State inspectors also found that the jail was not screening anyone for opiate withdrawal when Musson and Turner died on the same day.

The jail failed to provide adequate medical care or respond in a timely manner to complaints and emergencies, state inspectors found.

  • Edrick Brooks died of high blood pressure and heart disease in 2022 while left unattended in the jail’s sally port.
  • Glen Williams Jr.’s multiple requests for medical attention went unanswered in the days before he died of a ruptured aorta in January 2024.
  • Nathan Kinney did not receive appropriate medical care before he had a heart attack in the jail’s gym in March 2025.

“He was there for three months and never seen by anyone,” said Kinney’s cousin, LaDawna Hill.

Still ‘shocked and appalled’

After a 2018 U.S. Marshal’s report detailed inhumane conditions, a coalition of community advocacy groups demanded that the jail comply with state standards, including proper medical care and opiate withdrawal screening.
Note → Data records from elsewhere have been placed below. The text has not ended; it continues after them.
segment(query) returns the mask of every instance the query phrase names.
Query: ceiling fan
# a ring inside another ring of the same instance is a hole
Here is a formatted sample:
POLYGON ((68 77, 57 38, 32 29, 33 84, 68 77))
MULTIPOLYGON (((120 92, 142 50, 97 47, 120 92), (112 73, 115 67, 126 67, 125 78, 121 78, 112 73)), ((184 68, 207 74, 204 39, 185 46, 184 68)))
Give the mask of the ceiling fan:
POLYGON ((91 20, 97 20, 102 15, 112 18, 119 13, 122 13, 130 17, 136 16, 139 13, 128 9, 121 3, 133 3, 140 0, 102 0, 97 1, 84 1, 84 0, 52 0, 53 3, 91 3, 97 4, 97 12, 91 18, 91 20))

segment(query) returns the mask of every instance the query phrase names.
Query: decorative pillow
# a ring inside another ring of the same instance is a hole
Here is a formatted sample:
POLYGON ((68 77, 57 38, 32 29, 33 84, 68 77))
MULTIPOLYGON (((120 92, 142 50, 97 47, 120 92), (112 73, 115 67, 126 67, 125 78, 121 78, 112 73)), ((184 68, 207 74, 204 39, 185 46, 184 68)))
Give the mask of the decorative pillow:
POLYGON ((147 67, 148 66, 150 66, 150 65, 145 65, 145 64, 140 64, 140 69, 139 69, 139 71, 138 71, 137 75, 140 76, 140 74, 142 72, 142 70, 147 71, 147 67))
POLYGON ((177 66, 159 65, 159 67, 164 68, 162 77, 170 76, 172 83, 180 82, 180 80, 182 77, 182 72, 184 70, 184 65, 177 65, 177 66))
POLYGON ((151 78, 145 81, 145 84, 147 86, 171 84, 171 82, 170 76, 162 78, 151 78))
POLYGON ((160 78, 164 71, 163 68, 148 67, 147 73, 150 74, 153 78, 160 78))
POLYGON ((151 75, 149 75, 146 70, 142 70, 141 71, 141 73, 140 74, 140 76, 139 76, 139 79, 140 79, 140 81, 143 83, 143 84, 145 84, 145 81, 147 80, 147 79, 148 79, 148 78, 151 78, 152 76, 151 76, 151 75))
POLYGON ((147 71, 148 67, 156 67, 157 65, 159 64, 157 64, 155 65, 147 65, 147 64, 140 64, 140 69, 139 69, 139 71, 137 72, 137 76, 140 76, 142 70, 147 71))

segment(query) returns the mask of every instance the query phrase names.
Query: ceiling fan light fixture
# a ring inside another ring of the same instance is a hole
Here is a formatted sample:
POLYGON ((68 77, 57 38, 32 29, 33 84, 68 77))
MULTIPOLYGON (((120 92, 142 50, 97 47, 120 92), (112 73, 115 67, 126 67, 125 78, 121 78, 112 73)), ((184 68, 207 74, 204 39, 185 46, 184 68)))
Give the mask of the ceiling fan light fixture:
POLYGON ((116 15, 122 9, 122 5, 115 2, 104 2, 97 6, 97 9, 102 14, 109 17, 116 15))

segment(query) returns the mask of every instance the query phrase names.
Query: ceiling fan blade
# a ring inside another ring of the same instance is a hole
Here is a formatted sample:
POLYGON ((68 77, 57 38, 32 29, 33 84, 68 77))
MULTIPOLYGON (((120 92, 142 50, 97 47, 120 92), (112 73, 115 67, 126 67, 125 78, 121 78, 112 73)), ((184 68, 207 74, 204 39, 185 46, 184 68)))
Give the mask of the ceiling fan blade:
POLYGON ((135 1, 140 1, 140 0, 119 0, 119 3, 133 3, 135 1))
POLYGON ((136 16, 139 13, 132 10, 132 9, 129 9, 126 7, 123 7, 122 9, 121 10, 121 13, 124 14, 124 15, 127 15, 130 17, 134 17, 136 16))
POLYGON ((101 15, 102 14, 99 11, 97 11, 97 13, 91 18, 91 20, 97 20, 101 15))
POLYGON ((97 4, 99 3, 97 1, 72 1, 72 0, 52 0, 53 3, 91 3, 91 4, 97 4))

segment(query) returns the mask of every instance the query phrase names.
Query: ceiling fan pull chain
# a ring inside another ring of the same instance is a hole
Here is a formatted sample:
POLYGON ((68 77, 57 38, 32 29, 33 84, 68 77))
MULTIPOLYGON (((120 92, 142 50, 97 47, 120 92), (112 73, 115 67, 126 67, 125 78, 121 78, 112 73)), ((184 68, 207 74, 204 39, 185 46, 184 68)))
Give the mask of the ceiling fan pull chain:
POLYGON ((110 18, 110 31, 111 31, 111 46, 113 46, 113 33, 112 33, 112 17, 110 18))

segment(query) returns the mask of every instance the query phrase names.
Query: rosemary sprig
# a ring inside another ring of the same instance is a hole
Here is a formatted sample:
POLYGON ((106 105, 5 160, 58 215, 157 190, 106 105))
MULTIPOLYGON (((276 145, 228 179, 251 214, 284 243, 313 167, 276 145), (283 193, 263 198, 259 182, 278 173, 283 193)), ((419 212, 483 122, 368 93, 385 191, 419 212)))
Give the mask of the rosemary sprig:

That year, the state cited the Cuyahoga County jail with 84 violations after finding few issues in previous inspections. For the first time in Ohio history, Dewine ordered monthly inspections until state inspectors noted significant progress and improvement by October 2020.

DeWine increased the number of state inspectors from three to nine, adding a registered nurse to the team and passing a rule that allows for surprise inspections. Findings of failed standards would now be shared with county prosecutors and local judges.

But Ohio’s system of accountability, built on encouraging rather than forcing sheriffs to act, was left largely intact.

In 2020, Crossman and state Sen. Nickie Antonio, a Lakewood Democrat, pitched legislation to allow state officials to shutter failing local jails. Their action was spurred by several local headlines about avoidable deaths and poor conditions in the Cuyahoga County jail.

“We were shocked and appalled that anybody would die in the custody of Cuyahoga County, and that there had to be some improvements,” Antonio said.

Antonio introduced another bill that year that would have established standards for opiate withdrawal screening and care in Ohio jails. Such withdrawal can be fatal if not medicated.

The bill was dubbed Sean’s Law after Sean Levert, son of famed O’Jays lead singer Eddie Levert, died in the Cuyahoga County jail after being denied prescription medication in 2008.

The bills, however, died in committee.

Jada Johnson, a pregnant woman who spent six days in the jail’s medical pod in January 2025, said she wasn’t surprised by the neglect and lack of accountability.

Johnson said she slept on the concrete floor of a cold cell, worried about falling off her bunk bed. She didn’t receive her epilepsy meds the first two days of her stay, she said.

In her pod, she said she watched a woman’s finger change color before getting treatment for an infection, a diabetic woman demand insulin and a woman with a history of ectopic pregnancy emerge from her cell with a blood-soaked menstrual pad.

Nurses were 30 feet down the hallway but seldom responded quickly, if at all, to complaints, she added.

“They take their time with serious things,” Johnson said.